Doctors 1, Diagnosis Apps 0

In the battle of who can correctly diagnose disease better, it seems doctors still have online apps beat. A group of self-diagnosing apps got many less diagnoses correct than doctors in new research published today in JAMA Internal Medicine.

About one in three U.S. adults have visited an online site to check their symptoms, according to 2013 research by the Benton Foundation. Apps and websites “are very commonly used by the average person on the street,” says Ateev Mehrotra, a physician at Harvard Medical School.

In 2015 research published in The BMJ (formerly the British Medical Journal), Mehrotra and his team fed 23 symptom-checkers with symptoms from 45 standard patient cases inlcuding those later diagnosed with asthma and malaria. The team found that the checkers listed the correct diagnosis about a third of the time.

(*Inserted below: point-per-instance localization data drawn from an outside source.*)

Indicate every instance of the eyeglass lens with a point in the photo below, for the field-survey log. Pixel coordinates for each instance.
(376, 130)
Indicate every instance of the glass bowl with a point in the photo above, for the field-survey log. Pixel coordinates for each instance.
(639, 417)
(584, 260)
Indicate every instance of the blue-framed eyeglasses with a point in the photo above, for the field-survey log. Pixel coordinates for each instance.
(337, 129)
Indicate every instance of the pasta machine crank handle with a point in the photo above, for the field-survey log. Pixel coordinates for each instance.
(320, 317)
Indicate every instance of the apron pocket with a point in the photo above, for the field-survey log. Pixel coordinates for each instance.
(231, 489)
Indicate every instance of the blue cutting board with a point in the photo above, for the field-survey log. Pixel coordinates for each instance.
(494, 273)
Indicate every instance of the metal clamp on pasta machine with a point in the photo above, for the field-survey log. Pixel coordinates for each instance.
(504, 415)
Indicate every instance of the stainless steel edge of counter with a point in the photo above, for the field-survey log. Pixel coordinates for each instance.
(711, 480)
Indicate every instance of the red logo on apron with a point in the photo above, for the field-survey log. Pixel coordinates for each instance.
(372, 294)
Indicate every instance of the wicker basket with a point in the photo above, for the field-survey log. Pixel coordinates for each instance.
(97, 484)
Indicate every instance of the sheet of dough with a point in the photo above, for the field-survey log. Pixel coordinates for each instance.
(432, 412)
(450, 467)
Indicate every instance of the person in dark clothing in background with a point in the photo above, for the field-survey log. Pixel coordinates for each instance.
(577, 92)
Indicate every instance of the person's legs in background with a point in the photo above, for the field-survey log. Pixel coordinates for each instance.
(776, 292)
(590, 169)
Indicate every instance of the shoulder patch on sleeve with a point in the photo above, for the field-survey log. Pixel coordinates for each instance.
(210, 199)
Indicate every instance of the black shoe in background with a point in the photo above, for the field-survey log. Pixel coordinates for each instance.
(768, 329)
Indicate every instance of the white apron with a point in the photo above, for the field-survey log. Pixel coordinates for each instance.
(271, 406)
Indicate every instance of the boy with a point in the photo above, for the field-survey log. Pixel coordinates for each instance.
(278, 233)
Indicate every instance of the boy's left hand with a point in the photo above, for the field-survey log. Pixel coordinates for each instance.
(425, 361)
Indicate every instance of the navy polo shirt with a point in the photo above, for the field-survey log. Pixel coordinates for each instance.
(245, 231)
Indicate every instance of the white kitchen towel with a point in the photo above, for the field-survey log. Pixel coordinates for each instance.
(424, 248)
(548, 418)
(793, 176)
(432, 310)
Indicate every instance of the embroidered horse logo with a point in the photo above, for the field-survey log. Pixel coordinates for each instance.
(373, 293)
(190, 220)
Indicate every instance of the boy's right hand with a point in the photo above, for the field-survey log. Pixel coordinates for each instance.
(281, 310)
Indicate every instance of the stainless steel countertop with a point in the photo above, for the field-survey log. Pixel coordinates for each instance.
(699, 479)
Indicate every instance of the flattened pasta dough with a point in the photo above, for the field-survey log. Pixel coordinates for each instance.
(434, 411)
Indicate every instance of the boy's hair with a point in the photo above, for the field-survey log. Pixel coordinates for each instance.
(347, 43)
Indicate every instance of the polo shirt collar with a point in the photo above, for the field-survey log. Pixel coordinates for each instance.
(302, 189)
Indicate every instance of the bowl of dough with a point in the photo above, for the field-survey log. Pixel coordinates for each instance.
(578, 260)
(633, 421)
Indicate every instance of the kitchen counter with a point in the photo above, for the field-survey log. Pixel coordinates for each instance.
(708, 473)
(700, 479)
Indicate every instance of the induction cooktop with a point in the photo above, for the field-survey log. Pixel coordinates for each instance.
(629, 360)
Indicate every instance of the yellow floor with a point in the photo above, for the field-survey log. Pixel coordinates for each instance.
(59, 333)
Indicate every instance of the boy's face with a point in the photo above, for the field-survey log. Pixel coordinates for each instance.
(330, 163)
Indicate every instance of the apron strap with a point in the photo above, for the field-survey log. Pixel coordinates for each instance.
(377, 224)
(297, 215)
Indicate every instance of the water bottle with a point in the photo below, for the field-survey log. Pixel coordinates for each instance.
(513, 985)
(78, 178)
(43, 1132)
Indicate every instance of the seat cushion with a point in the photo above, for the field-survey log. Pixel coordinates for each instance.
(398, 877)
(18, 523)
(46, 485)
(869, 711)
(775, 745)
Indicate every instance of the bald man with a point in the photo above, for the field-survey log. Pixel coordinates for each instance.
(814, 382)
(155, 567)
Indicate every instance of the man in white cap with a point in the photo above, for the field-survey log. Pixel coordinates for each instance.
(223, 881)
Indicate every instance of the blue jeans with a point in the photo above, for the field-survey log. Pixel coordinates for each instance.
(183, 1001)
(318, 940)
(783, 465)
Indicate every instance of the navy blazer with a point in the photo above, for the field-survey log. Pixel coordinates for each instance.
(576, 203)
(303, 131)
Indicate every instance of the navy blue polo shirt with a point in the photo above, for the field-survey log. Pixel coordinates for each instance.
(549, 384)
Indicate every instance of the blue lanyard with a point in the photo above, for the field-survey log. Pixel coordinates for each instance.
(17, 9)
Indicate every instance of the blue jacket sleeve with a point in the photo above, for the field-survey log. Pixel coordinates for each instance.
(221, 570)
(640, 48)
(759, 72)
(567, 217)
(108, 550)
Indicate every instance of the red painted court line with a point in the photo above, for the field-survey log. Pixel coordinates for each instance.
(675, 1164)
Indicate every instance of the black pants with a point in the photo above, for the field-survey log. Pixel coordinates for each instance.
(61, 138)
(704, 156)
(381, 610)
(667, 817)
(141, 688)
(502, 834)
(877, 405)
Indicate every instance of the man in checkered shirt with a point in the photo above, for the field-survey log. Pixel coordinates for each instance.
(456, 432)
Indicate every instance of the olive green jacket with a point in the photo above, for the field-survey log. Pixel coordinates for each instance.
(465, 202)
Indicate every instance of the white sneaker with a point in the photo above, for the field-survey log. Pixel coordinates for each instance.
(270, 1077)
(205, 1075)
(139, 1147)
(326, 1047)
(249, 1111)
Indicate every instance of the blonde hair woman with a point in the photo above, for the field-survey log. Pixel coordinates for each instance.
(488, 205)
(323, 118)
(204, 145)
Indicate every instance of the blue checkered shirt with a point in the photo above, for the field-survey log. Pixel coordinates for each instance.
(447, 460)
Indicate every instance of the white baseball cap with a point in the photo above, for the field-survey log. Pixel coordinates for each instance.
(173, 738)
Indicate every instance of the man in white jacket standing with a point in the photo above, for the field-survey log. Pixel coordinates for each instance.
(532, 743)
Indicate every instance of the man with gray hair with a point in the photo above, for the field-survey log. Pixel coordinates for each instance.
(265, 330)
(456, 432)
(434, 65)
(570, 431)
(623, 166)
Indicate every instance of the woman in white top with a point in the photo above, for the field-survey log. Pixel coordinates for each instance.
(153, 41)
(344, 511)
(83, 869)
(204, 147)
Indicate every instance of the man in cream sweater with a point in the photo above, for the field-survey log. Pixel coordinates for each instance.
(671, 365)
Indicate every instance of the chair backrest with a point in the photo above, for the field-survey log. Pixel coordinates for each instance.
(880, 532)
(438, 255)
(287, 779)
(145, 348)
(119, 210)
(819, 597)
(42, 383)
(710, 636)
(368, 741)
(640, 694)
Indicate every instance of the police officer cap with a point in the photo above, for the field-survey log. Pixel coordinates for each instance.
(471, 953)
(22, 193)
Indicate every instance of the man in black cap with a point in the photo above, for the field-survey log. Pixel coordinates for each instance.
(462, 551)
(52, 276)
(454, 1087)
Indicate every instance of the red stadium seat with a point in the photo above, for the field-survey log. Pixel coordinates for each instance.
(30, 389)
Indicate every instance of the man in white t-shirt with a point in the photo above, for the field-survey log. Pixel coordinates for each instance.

In the new experiment, the researchers compared the checkers’ accuracy to the accuracy of 234 medical physicians, fellows, and residents. For each case, at least 20 doctors provided an online platform with their top three diagnoses.

The physicians listed the correct diagnosis first about 72 percent of the time, compared to the apps, which listed the correct diagnosis first 34 percent of the time.

“Physicians are by no means perfect,” Mehrotra says. They can still get diagnoses wrong about 10 to 15 percent of the time.

However, he isn’t surprised by the performance of the self-diagnosing tools. “I wasn’t expecting them to surpass,” he says.

Others raise questions.

“There are major methodologic problems with the approach that was used,”Mark Graber, a fellow at Research Triangle Institute International who researches health care quality and diagnostics and was not involved in the study, writes in an email. “The physicians in the study had essentially as much time as they wanted to evaluate and research each case; this is hardly comparable to actual practice. Its likely that the specific methods used overestimated the physician performance and underestimated ‘symptom checker’ performance.”

Mehrotra says, “We tried to make it as realistic as possible but I think those criticisms are fair.”

He says timing isn’t an issue for computer programs, but people should be careful interpreting the results for real life because the doctors were not making decisions under pressure. They were also not able to examine patients.

He also admits that there may have been some tweaks in the online sites since when the study was run and today, but he doesn’t believe that these minor site updates would have had a large effect on the outcome.

He believes it’s more realistic for apps to help doctors diagnose, instead of simply replacing them. That’s one goal of systems such as IBM’s Watson AI.

“I like the idea, we’re just not there yet,” he says.